Nesse segundo post da série sobre o cortisol, vamos discutir algumas das funções desempenhadas por esse hormônio no nosso organismo. Nesse texto, provavelmente vamos falar mais bioquimiquês, ou seja, uma linguagem um pouco mais técnica. De qualquer maneira, uma leitura superficial já pode trazer um entendimento muito bom sobre o papel desse hormônio nas nossas vidas.

1)      Aumento da glicose sanguínea

Esse é o chamado efeito diabetogênico do cortisol. Não que ele cause diabetes, mas simplesmente aumenta a glicemia, ou seja, os níveis sorológicos de glicose, o que faz muito sentido, já que, em situações de stress, é natural utilizarmos mais energia do que quando você está na poltrona de sua casa, ouvindo Schubert e comendo bananinha amassada. Agora, é um erro acharmos que o aumento da disponibilidade de glicose no sangue servirá para todos os nossos órgãos trabalharem mais. Essa hiperglicemia induzida se dá para que o cérebro utilize essa energia, já que ele sozinho é responsável por 10% a 20% do consumo energético no nosso dia-a-dia.
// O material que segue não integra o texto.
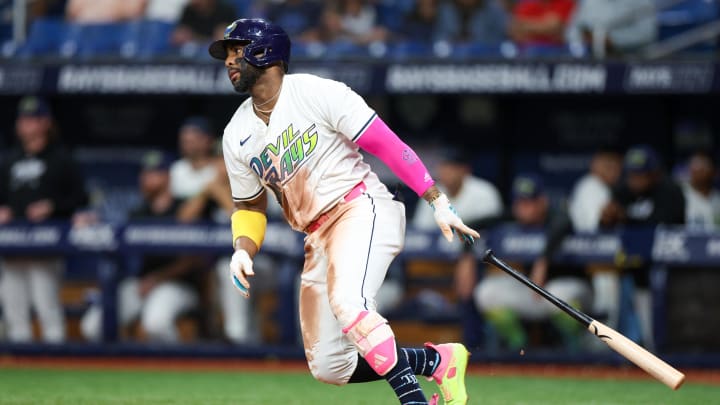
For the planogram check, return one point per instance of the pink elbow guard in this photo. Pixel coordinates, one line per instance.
(381, 141)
Ok, agora como você sabe que essa glicose não é para os outros tecidos do corpo?

Então, esse aumento na taxa glicêmica se dá justamente porque o cortisol inibe a absorção de glicose nos tecidos. Alguns estudos demonstram que a manutenção dos níveis séricos de cortisol relativos a estados de stress prejudica a função dos transportadores celulares de glicose (GLUT4), que funcionam à base de insulina. Daí a resistência periférica à insulina, que é mais um motivo para chamarmos o cortisol de diabetogênico.

Beleza, mas de onde o cortisol arruma essa glicose toda?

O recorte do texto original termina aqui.